2020 Cadillac CT5: Detroit's Luxurious Sports Sedan Takes Aim at BMW, Mercedes-Benz
Cadillac's replacement for both the CTS and ATS will feature Super Cruise, which allows true hands-off driving on 130,000 miles of American roads.
Year, Make, Model: 2020 Cadillac CT5
Topline: Cadillac's replacement for the ATS and CTS sedans has been revealed at the 2019 New York International Auto Show. The Detroit automaker's volume luxury sedan will offer an array of amenities, but perhaps most importantly, it'll feature the company's signature hands-off Super Cruise driving assist.
What's New: Cadillac has, as most premium automakers do today, aimed the new CT5 at the meeting point of its historical niche of luxury and the frontier of sportiness. A luxurious car to most people today is one that's comfortable, convenient, and doesn't require any more attention than is strictly necessary, while a sports sedan is often anything but these. It's a tricky balance to strike, but BMW hasn't missed the mark yet with its iconic 5 Series, and Cadillac strives to make the CT5 accomplish the same.
Tech is a pivotal selling point for modern luxury car buyers, be it for entertainment or safety, and the CT5 ticks both boxes. Central to the CT5's interior is a 10-inch infotainment screen with knob controls, a refreshing change in the haptic touch-hypnotized automotive industry. Customers can spec in features such as remote start, a cabin air ionizer (reduces static electricity and airborne bacteria concentration), and front seats with a lumbar massage function.
But Cadillac hides most of the CT5's technological party pieces where it hopes you'll never have to see it: in the safety features. All CT5s—from the base Luxury to Premium Luxury and top-level Sport trims—feature forward collision alert, low-speed automatic emergency braking, and front pedestrian watch. Option a CT5 up and you can improve the emergency braking, add a rear pedestrian detector, a 360-degree camera system with an onboard recorder, automatic parking assist, and even advanced adaptive cruise control, which'll react to traffic around you.

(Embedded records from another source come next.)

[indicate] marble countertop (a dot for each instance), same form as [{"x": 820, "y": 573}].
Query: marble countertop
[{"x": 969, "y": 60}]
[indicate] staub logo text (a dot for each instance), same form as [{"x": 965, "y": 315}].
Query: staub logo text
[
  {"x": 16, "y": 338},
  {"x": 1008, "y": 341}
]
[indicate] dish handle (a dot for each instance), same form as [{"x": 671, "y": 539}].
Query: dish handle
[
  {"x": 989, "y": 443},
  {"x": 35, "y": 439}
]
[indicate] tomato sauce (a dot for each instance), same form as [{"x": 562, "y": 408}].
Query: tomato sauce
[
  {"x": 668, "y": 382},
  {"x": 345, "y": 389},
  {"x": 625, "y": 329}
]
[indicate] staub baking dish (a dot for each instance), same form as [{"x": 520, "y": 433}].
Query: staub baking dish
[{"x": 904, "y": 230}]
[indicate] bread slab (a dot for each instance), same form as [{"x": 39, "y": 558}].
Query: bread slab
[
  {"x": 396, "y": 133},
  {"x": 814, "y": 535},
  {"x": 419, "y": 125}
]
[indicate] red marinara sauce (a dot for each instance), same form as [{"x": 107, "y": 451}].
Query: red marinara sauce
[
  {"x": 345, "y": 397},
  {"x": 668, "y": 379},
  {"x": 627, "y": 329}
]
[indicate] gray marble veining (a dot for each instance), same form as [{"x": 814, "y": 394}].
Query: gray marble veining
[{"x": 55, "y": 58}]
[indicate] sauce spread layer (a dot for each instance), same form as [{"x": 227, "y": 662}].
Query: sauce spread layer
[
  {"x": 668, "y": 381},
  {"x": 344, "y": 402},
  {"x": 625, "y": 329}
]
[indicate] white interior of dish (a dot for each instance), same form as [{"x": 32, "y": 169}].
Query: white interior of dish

Certainly the crown jewel of the CT5 is Cadillac's automated driving assist system, Super Cruise, the first in the world that legally permits you to remove your hands from the steering wheel. Though Super Cruise is compatible with over 130,000 miles of freeways in North America, don't assume this means you can complain about the guy tailgating you on Nextdoor as you travel; the CT5 will watch you to ensure your eyes are still on the road, so you can react in case of impending danger.
Cadillac says Super Cruise won't be available on the CT5 at launch but will become an option sometime in 2020.
Powertrain options start with a 2.0-liter, four-cylinder turbo engine, firing 235 horsepower and 258 pound-feet of torque through a 10-speed automatic to the rear wheels, or all four if the buyer so chooses. Premium Luxury and Sport trims can migrate northward to a 3.0-liter, twin-turbo V-6, which generates 335 horsepower and 400 pound-feet of torque. Both engines feature cylinder deactivation to save gas when cruising on the highway, and stop-start to kill the engine at a halt.
Something tells us there'll eventually be a CT5-V made, potentially featuring the CT6-V's 4.2-liter, twin-turbo "Blackwing" V-8, but that's just speculation on our end. Cadillac has certainly prepared the CT5 for such a variant by giving it electric power steering with a rack-mounted motor, electric power brakes, and a suspension setup that already revolves around ZF MVS passive shock absorbers.
Quotable: "Cadillac is dedicated to building the world’s most exhilarating luxury sedans," said Cadillac President Steve Carlisle. "Every element of the CT5 is focused on delivering an unrivaled experience, from the 10-speed transmission to Cadillac's Super Cruise technology. The expansion of Super Cruise to CT5 reinforces our commitment to bringing the most innovative technologies to our customers."
What You Need to Know: GM says the CT5 will be available for order this fall, and that production will be handled domestically at its Lansing, Michigan factory. That'll probably come as a relief to the facility's employees in the wake of GM's announced closure of five plants across North America.